With heavy heart must an Aaron or an Eli have bound that holy crown on their brows, when conscious of having fallen under the displeasure of the Most High! When we think of the sacred emblem being proudly worn by a Caiaphas, its being polluted by contact with that man of blood, our Lord's image of the "whited sepulchre" rises vividly before us; how fair, pure, holy, that which was without, while the dark mind within was festering corruption!

There was but one High priest who could appear before God in innate purity, "holy, harmless, undefiled, separate from sinners." It was He who wore on His bleeding temples the crown of thorns instead of the mitre; He who had HOLINESS TO THE LORD not borne aloft on His brow, but woven into every action of His life. What Aaron symbolized, that was the Lord Jesus Christ.

Before Him, arrayed in the majesty of His spotless purity, every knee shall bow, earth's proudest kings shall fall down and adore Him. "Wherefore He is able also to save them to the uttermost that come unto God by Him, seeing He ever liveth to make intercession for them."

[XII.]

The High Priest's Mitre—Continued.

THE high priest's mitre affords to us another, and a very wide field for meditation.

Under the Jewish dispensation, the priesthood was confined to one tribe, and the sacred crown was worn by one man; but since the rending of the veil that shrouded the Holy of Holies, all Christ's servants, even the lowly woman, even the feeble child, become "a royal priesthood," as well as "a peculiar people." The "crown of life" is for those—for all those who love the Lord Jesus supremely.
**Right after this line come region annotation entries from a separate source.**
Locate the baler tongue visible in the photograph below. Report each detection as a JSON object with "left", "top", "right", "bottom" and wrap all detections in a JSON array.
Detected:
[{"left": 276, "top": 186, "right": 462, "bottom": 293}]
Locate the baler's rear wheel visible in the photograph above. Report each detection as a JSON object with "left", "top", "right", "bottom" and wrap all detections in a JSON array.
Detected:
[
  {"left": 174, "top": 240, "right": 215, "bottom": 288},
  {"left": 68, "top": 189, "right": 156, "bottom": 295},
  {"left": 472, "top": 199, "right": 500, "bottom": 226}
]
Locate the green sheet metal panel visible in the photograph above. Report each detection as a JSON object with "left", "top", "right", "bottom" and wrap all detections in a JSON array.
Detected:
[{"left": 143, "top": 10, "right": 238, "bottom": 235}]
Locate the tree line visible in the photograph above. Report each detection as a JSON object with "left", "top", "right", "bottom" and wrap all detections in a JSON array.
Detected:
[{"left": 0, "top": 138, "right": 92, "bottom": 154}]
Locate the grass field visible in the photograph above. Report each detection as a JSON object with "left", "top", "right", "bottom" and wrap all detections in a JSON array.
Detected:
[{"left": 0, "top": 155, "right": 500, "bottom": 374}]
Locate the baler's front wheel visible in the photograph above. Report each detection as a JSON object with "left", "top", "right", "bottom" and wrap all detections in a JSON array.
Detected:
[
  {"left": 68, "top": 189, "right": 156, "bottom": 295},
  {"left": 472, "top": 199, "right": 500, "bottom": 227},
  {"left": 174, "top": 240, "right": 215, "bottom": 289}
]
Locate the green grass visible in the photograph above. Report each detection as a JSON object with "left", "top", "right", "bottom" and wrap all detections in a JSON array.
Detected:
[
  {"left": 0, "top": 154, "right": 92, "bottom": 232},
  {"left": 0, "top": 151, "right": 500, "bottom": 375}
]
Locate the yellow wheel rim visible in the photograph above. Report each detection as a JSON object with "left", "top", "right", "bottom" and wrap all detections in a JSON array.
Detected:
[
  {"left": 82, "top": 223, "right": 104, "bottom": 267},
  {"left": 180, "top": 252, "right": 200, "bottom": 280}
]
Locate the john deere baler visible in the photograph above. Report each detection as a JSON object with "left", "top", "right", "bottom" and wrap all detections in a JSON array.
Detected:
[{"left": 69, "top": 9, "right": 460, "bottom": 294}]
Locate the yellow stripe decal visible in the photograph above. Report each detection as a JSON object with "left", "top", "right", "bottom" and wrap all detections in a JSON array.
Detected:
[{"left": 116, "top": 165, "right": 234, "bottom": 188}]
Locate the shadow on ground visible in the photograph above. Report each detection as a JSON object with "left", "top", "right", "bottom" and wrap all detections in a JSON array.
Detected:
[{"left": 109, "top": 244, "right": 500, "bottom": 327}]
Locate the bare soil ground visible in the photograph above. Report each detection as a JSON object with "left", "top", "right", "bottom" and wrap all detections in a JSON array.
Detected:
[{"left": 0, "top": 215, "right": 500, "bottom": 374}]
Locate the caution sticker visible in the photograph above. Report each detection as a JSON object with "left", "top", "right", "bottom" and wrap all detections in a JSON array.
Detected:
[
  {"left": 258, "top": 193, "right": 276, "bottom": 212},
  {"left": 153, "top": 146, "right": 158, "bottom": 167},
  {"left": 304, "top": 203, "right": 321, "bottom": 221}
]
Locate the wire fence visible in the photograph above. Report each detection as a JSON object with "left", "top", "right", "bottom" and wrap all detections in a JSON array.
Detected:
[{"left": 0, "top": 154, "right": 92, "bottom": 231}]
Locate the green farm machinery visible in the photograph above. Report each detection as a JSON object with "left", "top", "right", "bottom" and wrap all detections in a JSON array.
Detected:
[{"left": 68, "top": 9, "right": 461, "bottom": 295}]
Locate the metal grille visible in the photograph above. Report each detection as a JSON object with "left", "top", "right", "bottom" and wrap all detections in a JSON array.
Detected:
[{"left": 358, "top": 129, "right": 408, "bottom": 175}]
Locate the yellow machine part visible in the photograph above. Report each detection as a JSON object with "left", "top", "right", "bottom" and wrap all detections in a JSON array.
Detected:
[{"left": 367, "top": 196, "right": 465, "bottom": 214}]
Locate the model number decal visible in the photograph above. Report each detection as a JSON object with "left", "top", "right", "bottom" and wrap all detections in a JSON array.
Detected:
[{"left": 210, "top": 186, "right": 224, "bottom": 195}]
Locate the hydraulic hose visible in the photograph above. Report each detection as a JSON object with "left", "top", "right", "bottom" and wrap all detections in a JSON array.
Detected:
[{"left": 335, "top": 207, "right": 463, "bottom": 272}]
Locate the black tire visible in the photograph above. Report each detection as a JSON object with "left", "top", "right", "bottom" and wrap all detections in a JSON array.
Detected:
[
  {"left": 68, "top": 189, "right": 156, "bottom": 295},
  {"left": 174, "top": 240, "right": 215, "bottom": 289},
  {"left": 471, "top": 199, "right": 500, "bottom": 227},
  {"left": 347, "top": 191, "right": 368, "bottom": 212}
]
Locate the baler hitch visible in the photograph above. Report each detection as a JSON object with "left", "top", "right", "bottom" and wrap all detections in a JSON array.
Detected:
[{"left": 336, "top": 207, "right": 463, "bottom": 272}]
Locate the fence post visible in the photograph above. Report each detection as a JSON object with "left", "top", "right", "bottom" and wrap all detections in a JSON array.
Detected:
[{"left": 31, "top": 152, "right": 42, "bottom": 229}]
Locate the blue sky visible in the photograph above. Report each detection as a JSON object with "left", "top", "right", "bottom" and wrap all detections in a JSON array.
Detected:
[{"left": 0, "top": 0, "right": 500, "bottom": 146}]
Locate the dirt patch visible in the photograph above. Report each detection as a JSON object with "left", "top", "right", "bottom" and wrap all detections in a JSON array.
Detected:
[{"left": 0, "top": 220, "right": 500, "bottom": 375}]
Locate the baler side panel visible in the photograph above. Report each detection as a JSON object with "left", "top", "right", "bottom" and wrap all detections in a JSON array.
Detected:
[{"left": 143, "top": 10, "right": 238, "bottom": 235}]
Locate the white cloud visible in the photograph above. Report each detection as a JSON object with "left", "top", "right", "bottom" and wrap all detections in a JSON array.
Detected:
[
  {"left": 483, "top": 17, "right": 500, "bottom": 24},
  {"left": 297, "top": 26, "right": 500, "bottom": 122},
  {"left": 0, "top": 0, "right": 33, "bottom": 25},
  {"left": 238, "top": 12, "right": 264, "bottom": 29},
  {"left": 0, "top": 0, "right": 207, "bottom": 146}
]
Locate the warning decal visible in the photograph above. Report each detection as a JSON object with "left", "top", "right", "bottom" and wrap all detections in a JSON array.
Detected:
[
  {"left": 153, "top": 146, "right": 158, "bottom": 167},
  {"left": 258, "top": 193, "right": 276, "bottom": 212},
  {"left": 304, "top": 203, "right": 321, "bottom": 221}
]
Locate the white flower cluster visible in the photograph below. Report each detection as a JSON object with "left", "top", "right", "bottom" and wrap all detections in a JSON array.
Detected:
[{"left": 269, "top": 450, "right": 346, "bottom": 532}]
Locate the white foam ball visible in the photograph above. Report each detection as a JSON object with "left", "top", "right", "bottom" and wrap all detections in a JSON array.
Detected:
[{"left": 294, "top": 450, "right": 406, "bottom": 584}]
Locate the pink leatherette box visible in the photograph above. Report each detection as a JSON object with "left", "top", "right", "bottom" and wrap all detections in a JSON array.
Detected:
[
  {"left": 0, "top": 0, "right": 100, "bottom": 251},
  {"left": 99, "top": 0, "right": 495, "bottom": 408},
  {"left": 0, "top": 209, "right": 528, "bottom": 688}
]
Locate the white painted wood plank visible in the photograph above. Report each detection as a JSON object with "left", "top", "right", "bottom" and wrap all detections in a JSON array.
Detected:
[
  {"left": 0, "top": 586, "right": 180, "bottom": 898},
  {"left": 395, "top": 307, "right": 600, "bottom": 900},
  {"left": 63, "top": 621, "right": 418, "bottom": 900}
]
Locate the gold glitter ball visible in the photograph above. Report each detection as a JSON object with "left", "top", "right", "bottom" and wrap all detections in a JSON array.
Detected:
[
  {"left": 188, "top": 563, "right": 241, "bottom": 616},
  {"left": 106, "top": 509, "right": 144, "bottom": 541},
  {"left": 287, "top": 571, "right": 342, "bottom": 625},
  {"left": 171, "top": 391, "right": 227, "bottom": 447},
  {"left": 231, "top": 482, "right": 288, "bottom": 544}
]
The song of the redeemed is a chorus of thanksgiving unto Him who "hath made us kings and priests unto God and His Father." Surely it is in allusion to the inscription upon Aaron's mitre that it is written of the blessed in the kingdom of Christ, "His name shall be in their foreheads," according to His own gracious promise, "I will write upon him the name of My God."

There is, even in this world, a sealing, a marking of the servants of Christ, which conveys an idea both of dignity and of consecration. Very remarkable is that passage in Ezekiel which records the vision granted to the seer of the mysterious One whose "likeness was as the appearance of fire;" and the six, each with a slaughter-weapon in his hand, who signify the ministers of God's vengeance: "The glory of the God of Israel was gone up from the cherub, whereupon He was, to the threshold of the house. And He called to the man clothed with linen . . . And the Lord said unto him, Go through the midst of the city, through the midst of Jerusalem, and set a mark upon the foreheads of the men that sigh and that cry for all the abominations that be done in the midst thereof. And to the others He said . . . Go ye after him through the city, and smite . . . but come not near any man upon whom is the mark." The ministers of wrath were to spare God's people, marked as those who in the midst of a sinful generation mourned for the general corruption, and by doing so, showed that they at least valued and desired "holiness unto the Lord."